Thinking about business agility can shake up the common view on planning, predictability, business models and other concepts that are usually on the agenda.
Have you noticed how we expect the methods we apply to guarantee control over the future of our projects? Has the chip already dropped that? If we exaggerate in expectation, this could be an illusion. The reason is simple: only some variables influencing the results are controllable.
This is why we need controls so much: they are limited. The risk is much greater if we give up what we can monitor. So what we can do is manage the threats, even without having all the guarantees.
Realizing this spurs change, innovation, and it’s all about agility. The perfect mindset seems to mix enthusiasm — the one that keeps us from giving up — with that conscience — which avoids the stubbornness of insisting on what doesn’t work. Let’s understand what business agility has to do with it.
What Is Business Agility?
Since we can only be sure about some things, how about learning to adapt? How about developing the ability to expedite change? Which is the same as saying: how about developing business agility?
We are talking about the ability of companies to adapt to changes in the scenario, the market, consumer behavior and the company itself, which needs to incorporate new technologies and methods all the time.
To better understand the concept, it is worth knowing an important detail that motivated the creation of business agility, which began in software development. Designing complex systems in a changing environment is difficult because requirements can change before completion.
Furthermore, the very idea of a system considers that the development of its parts does not necessarily imply the perfect functioning of the whole. An analyst needs to understand how a change in one role can influence all the others.
In the context of business agility, an innovative area may be constrained by other sectors. So, if they need more time to adapt, like excessive bureaucracy in support service, this will impact the relationship and after-sales service.
What Is Business Agility For?
Uncertainty and risk have always been part of entrepreneurship, but we now live in a much more volatile, uncertain, complex and ambiguous world.
Changes happen all the time. If the company cannot adapt quickly, it accumulates transformations that can compromise its positioning in the market and the future of the activity.
It’s like putting off daily tasks for months and seeing them pile up — until they are so late that it’s impossible to solve them without help. To avoid this accumulation of changes, the company needs to be faster than the demand for changes, at least as fast.
This includes adapting internally and externally, responding quickly and flexibly to customer needs, committing to innovation and quality, and ultimately, pursuing competitive advantage.
Why Do Companies Need Help Adapting?
Adapting processes, tools, and procedures is relatively easy.
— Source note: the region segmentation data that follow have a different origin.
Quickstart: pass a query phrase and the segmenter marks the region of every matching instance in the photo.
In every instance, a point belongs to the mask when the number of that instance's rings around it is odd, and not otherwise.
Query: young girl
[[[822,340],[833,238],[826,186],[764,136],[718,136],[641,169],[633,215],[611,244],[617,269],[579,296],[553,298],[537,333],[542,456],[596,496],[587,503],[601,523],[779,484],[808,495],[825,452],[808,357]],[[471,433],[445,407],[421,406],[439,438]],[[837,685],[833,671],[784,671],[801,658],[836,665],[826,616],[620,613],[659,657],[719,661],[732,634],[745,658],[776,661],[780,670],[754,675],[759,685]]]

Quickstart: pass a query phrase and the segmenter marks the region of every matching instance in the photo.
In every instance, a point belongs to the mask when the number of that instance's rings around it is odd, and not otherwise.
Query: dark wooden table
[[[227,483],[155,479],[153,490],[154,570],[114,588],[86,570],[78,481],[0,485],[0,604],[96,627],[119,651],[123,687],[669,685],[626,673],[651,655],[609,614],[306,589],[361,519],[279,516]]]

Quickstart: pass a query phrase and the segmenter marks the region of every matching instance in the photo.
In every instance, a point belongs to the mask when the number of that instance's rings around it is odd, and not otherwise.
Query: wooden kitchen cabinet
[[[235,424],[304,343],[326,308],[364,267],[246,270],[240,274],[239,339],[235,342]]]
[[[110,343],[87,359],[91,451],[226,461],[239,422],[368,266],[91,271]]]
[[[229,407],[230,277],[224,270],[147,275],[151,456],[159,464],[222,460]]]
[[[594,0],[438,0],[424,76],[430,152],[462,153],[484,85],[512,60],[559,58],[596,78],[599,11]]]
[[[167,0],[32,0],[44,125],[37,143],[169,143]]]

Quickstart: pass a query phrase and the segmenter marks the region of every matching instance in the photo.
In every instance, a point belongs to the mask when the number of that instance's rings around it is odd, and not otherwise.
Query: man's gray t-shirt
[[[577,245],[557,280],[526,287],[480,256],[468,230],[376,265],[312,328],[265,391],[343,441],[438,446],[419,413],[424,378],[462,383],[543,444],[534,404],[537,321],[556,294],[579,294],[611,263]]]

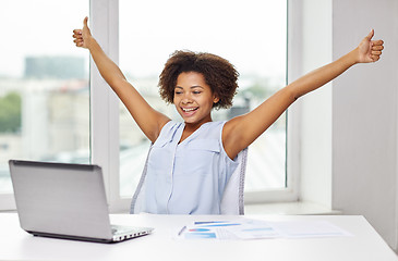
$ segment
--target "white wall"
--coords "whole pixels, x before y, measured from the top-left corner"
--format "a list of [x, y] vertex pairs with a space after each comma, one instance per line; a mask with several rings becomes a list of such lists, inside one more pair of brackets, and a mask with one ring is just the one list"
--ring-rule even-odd
[[[301, 1], [303, 75], [331, 60], [331, 0]], [[294, 53], [292, 53], [294, 55]], [[331, 208], [331, 84], [300, 100], [300, 200]]]
[[362, 214], [397, 247], [398, 1], [334, 0], [333, 59], [371, 28], [385, 40], [376, 64], [333, 84], [333, 208]]

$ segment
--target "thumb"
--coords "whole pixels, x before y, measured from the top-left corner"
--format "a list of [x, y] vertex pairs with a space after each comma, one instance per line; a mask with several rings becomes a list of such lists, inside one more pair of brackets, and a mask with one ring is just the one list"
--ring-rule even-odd
[[374, 36], [374, 29], [371, 29], [371, 33], [369, 33], [369, 35], [365, 37], [367, 40], [372, 40]]
[[87, 21], [88, 21], [88, 17], [86, 16], [86, 17], [84, 18], [84, 21], [83, 21], [83, 25], [84, 25], [85, 27], [88, 27], [88, 25], [87, 25]]

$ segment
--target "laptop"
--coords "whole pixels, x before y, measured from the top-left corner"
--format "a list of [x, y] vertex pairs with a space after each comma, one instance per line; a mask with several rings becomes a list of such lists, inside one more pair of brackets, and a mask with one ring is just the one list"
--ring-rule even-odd
[[118, 243], [150, 227], [111, 225], [98, 165], [10, 160], [21, 227], [35, 236]]

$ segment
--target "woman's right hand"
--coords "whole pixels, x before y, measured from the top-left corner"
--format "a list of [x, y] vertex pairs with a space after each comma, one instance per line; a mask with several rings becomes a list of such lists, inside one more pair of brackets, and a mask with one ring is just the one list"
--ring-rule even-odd
[[83, 29], [74, 29], [73, 30], [73, 42], [76, 47], [88, 48], [89, 38], [92, 37], [92, 33], [87, 26], [88, 17], [86, 16], [83, 21]]

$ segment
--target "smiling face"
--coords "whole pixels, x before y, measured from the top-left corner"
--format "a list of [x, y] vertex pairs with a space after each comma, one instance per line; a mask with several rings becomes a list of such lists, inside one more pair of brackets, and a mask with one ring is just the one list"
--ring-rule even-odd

The difficulty is to combine all this with the necessary cultural change. Remember what we said about the need to plan and control? Most companies will be more comfortable taking advantage of opportunities to generate profit with as little risk as possible.
Likewise, employees may avoid changes if they threaten performance, as this is held to their own cost and for their mistakes. That is, to change, we need to be willing to fail.
The question is how to determine the balance. After all, nobody wants to live with too many mistakes, especially if it compromises the company’s viability. A good tip for fine-tuning is to separate strategic errors from operational ones. Not accepting change is a major strategic failure.
How To Make Your Company Better Respond To Changes?
The good news is that all companies can adapt to change. What differs is the agility of each one in doing this, which can be slow, moderate or agile, depending on the digital maturity it has reached, the structure and the mentality of the team.
To increase the speed of change, the first transformations need to involve the following:
- the structure: which must eliminate organizational silos and develop efforts in a multidisciplinary way;
- the processes: which must be less bureaucratic and automated;
- the company needs to work with aligned sectors with a high ability to relate and share.
Mirror In Startups
Many of the tools we use were born in the startup ecosystem, and that didn’t happen by accident, but one of the most valuable aspects of the culture of these companies is the ability to measure before you scale. This lowers risk without giving up change. It’s fantastic!
Review The Processes
The rules and formats of the procedures provided for in the processes can undermine the chances of implementing business agility. Responsibility and execution must be shared, and teams must commit and work to achieve maximum synergy.
Engage People
Only some things are about the mechanics of the transformation. A good part of the business agility implementation demands involves people. For example, the traditional hierarchical approach does not suit cooperative work. All employees must feel part of the process and be involved with the brand’s purpose.
In addition, guidance, training and an efficient communication structure must be provided. If the message does not flow correctly through the internal communication channels, the team can be suffocated by excess or frustrated by the lack of it.
In this way, it is not enough for the team to feel free to take risks with balance; it needs to be stimulated, rewarded and valued for behaving in a way the company needs.